Learning about the designers who made cocktail dresses in various eras can help ensure you make the right choices. Here are some other things to keep in mind.
The condition of a dress is essential, especially if you plan to wear it; it should be strong enough to handle use. A dress should have tight seams, and a secure hem, and the fabric should not have any holes or thin areas. If the garment has any embellishments, such as beads, sequins, or rhinestone buttons, they should be securely attached.
A cocktail dress’ construction and design are also important considerations.

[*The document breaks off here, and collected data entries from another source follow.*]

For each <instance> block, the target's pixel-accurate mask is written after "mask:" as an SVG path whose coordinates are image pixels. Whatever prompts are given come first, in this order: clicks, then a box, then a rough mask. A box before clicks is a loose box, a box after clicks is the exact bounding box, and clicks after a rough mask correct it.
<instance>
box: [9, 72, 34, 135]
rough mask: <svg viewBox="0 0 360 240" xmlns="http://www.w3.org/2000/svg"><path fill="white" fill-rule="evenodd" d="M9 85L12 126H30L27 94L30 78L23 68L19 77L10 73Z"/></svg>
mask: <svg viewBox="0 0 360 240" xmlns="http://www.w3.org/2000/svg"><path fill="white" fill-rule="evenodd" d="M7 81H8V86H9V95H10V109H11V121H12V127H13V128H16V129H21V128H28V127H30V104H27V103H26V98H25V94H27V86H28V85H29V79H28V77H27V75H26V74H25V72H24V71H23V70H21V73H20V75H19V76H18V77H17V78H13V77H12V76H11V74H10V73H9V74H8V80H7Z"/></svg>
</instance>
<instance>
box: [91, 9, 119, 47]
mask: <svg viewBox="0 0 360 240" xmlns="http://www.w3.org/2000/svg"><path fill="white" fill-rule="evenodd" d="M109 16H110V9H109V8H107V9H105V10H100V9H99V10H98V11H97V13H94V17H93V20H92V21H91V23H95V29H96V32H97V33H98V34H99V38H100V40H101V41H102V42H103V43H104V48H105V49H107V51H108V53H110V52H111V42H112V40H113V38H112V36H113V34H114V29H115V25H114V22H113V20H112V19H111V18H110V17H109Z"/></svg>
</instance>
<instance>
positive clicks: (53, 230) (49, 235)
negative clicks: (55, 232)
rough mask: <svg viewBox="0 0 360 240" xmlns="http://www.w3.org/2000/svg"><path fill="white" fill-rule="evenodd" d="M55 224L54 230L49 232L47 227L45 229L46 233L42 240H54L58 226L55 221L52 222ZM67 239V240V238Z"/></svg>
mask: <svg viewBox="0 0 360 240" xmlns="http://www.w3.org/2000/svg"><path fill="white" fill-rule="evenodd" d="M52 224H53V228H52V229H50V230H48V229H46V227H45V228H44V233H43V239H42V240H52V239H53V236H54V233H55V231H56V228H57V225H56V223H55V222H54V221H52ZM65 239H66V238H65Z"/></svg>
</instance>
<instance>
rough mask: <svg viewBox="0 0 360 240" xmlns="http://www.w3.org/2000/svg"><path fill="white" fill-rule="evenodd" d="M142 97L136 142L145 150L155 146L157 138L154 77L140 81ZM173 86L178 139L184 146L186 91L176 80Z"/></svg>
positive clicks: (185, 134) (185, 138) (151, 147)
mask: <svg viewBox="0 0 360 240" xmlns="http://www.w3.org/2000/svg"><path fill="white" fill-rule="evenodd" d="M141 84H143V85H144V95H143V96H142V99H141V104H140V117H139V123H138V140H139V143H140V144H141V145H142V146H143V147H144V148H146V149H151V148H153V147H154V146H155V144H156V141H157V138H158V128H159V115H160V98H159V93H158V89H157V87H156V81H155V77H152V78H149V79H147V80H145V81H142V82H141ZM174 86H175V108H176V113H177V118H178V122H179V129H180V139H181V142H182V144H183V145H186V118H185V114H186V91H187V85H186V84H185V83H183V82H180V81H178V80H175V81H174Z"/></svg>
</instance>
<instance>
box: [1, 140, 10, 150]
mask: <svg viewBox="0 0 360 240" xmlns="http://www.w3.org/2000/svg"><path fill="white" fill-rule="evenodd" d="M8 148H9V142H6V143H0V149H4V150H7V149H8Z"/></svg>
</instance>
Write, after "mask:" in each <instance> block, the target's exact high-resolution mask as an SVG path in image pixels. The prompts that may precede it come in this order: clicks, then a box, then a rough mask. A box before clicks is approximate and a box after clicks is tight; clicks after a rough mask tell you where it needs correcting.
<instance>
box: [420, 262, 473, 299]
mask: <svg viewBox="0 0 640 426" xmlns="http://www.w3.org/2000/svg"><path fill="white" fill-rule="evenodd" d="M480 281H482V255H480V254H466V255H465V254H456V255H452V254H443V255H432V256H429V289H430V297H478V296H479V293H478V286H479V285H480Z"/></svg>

Collectors should focus on finding beautiful examples with special details, such as embroidery, hand beading, or delicate lace. The best dresses will ideally have a design emblematic of the era and excellent fabrics, embellishments, and quality.
Another essential thing to keep in mind is sizing. Sizes are less important if you only plan to display a dress, but if you plan to wear any cocktail dresses you buy, be aware that there is a vast difference between vintage and modern sizing. According to the fashion site More Fashion, it’s been said that Marilyn Monroe wore a size sixteen, which would be equivalent to a size six today.
Sizes have gotten smaller with each decade, so someone who wore a size ten in the 1940s and a size four in the 1970s would wear a size 00 now. Shopping by size is not a guarantee a dress will fit, but you can have better success if you compare something you want to buy to a similar item you already have in your wardrobe. If buying online, look for measurements taken while the garment was flat.
Prices and Where to Find
Prices for vintage cocktail dresses run the gamut and are anywhere from $10 to tens of thousands. Many good-quality dresses by unknown designers can be found between $50 and $100. Museums worldwide house examples by renowned designers like Dior, and though they are generally not as pricey as one of his evening gowns, when one of his dresses hit the secondary market, collectors can expect to pay between $10,000 to $25,000 on average. However, cocktail dresses made by his design house after his death can generally range between $500 to $1,200.
Vintage cocktail dresses can be found at e-commerce sites such as 1stDibs.com, eBay.com, Etsy.com, and RubyLane.com. Some auction houses also specialize in vintage clothing, including Augusta Auctions and Kerry Taylor Auctions, which have several sales yearly.
Fashion is a powerful way to express yourself, so above all else, collect cocktail dresses you will love for years to come.